I know I've been behind in blogging lately - it is another bullet point on my "To Do" list. However, lately I just can't seem to muster up the energy to take the time to sit down and write. I've had a rough time of it lately, and blogging just seems to drop lower in my list of priorities. I do want to catch up though - in some ways I've found working on the blog to be theraputic. For those of you who know me well, you already know I'm in the middle of a divorce. For those of you who don't - now you know. Though I am the "divorcer" in this situation, it doesn't make it any easier, despite what people may think. I've found myself doing a whole lot of doubting lately - doubting my decisions, my friendships, my life path, my career, and most difficult, my relationship with God. I feel very, very small and very, very out of control.
A friend said to me not long ago, "you are so precious to me." That statement blew me away. These days, I'm not feeling precious at all. Then, reading Eric's blog this week, he used the word "cherish."
Both of these words make for a good reflection on this week's reading in which Mary says, "My soul proclaims the greatness of the Lord; my spirit rejoices in God my savior. For he has looked upon his handmaid's lowliness; behold, from now on will all ages call me blessed. The Mighty One has done great things for me, and holy is his name." (Luke 1:46-49) I found comfort in this passage - Mary recognizes her own lowliness - but also knows that God finds her precious and cherishes her, and therefore, she is blessed.
God has done many great things for me as well - I am blessed with an amazing family, great friends, health, a job that provides for me, many hobbies I find joy in, and the list goes on. Perhaps I should spend a few more minutes focusing on God's blessings - and remember I am precious in his eyes - and then also remember how much I cherish those around me.
St. Mary's Bellevue (could have been Sts. Peter & Paul) & St. Stanislaus
St. Mary's taught us all a lesson in letting God (or someone else) take control. Both Eric and I tend to be a little uptight when it comes to planning, and making sure we are in control. The misunderstanding of mass times (note, the Archdiocese website has the wrong mass time listed for Sts. Peter & Paul) left us scrambling at the last minute. However, I was pleased with the result - we had a large turnout, and got to eat ice cream before mass! I think it taught us all a lesson in "let go and let God."

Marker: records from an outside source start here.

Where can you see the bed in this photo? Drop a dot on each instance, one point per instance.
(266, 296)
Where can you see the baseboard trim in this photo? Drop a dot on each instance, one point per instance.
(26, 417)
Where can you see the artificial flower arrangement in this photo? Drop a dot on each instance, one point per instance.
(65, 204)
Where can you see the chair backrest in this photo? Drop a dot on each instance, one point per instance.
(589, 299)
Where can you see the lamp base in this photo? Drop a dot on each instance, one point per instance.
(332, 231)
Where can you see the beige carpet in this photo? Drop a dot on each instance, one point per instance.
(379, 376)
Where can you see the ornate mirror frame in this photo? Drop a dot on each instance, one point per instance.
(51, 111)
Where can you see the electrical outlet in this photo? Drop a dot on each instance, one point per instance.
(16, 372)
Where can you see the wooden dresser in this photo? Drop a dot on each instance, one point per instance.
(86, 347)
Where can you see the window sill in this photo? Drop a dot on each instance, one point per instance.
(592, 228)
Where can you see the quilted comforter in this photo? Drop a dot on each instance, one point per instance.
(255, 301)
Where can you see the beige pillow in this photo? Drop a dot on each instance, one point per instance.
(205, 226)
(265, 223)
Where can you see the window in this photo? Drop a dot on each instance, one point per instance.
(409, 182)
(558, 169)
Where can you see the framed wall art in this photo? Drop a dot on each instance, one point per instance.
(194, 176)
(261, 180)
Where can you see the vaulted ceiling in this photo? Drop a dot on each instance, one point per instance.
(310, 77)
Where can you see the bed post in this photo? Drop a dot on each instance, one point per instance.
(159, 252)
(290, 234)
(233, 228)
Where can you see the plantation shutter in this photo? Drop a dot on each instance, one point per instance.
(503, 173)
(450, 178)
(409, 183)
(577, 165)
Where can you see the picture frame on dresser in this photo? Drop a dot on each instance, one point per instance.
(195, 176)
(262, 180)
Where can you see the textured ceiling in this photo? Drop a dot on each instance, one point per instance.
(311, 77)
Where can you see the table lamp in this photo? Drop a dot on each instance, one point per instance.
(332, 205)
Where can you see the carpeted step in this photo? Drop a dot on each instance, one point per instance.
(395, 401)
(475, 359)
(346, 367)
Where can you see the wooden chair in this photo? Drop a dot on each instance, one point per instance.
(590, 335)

St. Stanislaus gave us the opportunity to witness what is a major event in Omaha - the Polish Festival. I enjoyed the fact we had the opportunity to get to run into so many people there that aren't part of the Mass Chaos crowd - my roommate Christmas and her boyfriend Adam, my friend Keri from Swimtastic, and some other faces whom I smiled and waved at. The food was fantastic - pierogi, sausage, kraut - and I love my "Polish and Proud" mug. Thanks to everyone who helped make this a really, really fun day!
Mass Chaos Week Off
While everyone else was off enjoying themselves during our week off, I attended Flatland Church with my friends Christmas and Todd. I forgot how much I appreciate a good contemporary Christian service - the music was uptempo, the preaching was powerful, and the congregation was really friendly. I appreciate them bringing me with!
Prayers, Please!
I know the prayer requests are a rip-off from Eric, however, there are a few people (including myself) in need of prayers. Please pray for:
- My mom, who is currently unemployed and searching for a good job.
- Both myself and Andy, as we go through our divorce. Please pray for us to have both the grace to be kind to one another and also the strength to adjust to the changes in our lives.
- My best friend Carrie and my cousin Melissa, both of whom are getting married this month, and their soon-to-be spouses, Ben and Matt. May they have all the joy that marriage brings!
- Shannon and Amy, our FOCUS missionaries as the school year starts for them!